- Twilight Sparkle is overjoyed to see that Princess Celestia has sent her two tickets to the Grand Galloping Gala.
- Episode no.: Season 1 Episode 3
- Directed by: Jayson Thiessen; James Wootton;
- Written by: Amy Keating Rogers & Lauren Faust
- Original air date: October 29, 2010
- Running time: 22 minutes

Episode chronology
| ← Previous "Friendship Is Magic – Part 2" | Next → "Applebuck Season" |
- My Little Pony: Friendship Is Magic season 1

= The Ticket Master =

"The Ticket Master" is the third episode of the first season of the animated television series My Little Pony: Friendship Is Magic. It originally aired on The Hub on October 29, 2010. The episode was written by Amy Keating Rogers and Lauren Faust and directed by James Wootton. In this episode, Twilight Sparkle receives two tickets to the Grand Galloping Gala from Princess Celestia, leading to conflict among her friends as each wants to be chosen as her companion.

== Plot ==

Princess Celestia sends Twilight Sparkle two tickets for the upcoming exclusive Grand Galloping Gala. However, upon learning of the tickets, each of Twilight's friends - Rainbow Dash, Rarity, Pinkie Pie, Fluttershy, and Applejack - insists she should be the one to go with her, and they start competing for Twilight's attention, offering various favors and gifts in hopes of being selected.

Twilight finds herself overwhelmed by the pressure and attention from her friends, realizing that choosing one friend over the others would damage her relationships with the rest. Unable to bear the thought of hurting any of her friends' feelings and seeing how their competition is affecting their friendships with each other, Twilight makes the difficult decision to politely return both tickets to Princess Celestia, despite her friends' apologies for their selfishness once they realize what their behavior has done.

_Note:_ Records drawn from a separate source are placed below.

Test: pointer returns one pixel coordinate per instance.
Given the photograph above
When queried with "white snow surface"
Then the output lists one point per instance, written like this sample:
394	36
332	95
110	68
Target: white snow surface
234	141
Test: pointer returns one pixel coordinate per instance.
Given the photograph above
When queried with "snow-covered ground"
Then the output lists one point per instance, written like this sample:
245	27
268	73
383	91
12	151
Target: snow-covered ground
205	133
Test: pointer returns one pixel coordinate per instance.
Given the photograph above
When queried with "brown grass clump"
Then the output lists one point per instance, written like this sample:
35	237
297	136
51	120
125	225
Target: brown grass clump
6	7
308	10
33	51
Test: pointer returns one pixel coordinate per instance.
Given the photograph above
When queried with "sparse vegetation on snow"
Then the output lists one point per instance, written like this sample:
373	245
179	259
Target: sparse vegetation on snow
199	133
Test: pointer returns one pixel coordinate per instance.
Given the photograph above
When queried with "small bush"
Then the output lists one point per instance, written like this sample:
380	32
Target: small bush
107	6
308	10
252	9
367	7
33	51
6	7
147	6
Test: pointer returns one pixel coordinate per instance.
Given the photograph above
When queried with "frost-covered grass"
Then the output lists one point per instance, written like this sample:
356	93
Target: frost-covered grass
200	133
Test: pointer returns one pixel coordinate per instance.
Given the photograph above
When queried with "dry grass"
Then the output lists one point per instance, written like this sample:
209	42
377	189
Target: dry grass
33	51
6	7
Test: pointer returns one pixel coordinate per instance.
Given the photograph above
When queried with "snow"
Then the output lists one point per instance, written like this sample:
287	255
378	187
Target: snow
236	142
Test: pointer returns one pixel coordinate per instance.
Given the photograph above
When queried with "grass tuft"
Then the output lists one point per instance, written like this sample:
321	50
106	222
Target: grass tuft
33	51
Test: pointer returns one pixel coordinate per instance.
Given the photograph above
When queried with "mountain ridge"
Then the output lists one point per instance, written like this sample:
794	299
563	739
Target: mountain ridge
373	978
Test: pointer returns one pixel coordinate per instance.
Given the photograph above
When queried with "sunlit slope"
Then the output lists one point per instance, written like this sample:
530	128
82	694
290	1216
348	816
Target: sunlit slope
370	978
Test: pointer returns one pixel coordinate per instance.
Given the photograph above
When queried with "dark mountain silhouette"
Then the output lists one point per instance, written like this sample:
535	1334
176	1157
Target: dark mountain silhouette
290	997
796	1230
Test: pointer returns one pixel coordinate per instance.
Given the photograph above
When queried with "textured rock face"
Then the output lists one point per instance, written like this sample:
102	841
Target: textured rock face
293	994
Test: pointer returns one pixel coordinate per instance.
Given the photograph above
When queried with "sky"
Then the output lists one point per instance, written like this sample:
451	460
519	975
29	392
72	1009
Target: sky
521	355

To everyone's surprise, Princess Celestia replies by sending back enough tickets for Twilight and all of her friends, allowing them all to attend the Grand Galloping Gala together.

Dear Princess Celestia,

I've learned that one of the joys of friendship is sharing your blessings. But when there's not enough blessings to go around, having more than your friends can make you feel pretty awful.
— Twilight Sparkle, "The Ticket Master"

== Reception ==
In a critical analysis of the episode, author Jen A. Blue described "The Ticket Master" as "problematic but overall solid," identifying several issues with its portrayal of gender and friendship dynamics. Blue criticized the episode for reinforcing gender essentialism: she argued that Spike's rejection of the gala as "girly, frilly, frou-frou nonsense" meant only for girls sent problematic messages to young viewers about gender-appropriate activities. Blue also noted that Rarity's characterization suffered in this episode, falling into stereotypes of shallow, manipulative social climbing focused primarily on finding a husband, and criticized the episode's cynical premise where newly bonded friends would attempt to bribe each other for personal gain, describing this as depicting frenemy behavior typically associated with toxic portrayals of femininity in media. However, Blue concluded that the episode ultimately redeems itself through its resolution, where the characters apologize and learn to behave better, demonstrating that "cynicism and bigotry wither in the face of friendship and sincerity" and maintaining the show's core values despite its flaws.

Sherilyn Connelly, the author of Ponyville Confidential, gave the episode an "A" rating, and wrote that it is one of the best episodes of Season 1. On the other hand, Susana Polo of The Mary Sue wrote that the conflict in "The Ticket Master" was standard fare in girls' shows that she hated to see and had been done to death, representing the kind of junior-high drama that she had otherwise complimented as being avoided in the show.

Jamie Kingston of WomenWriteAboutComics praised how the episode dealt with the theme of peer pressure.

==Home media==
The episode is part of the Season 1 DVD set, released by Shout Factory, on December 4, 2012.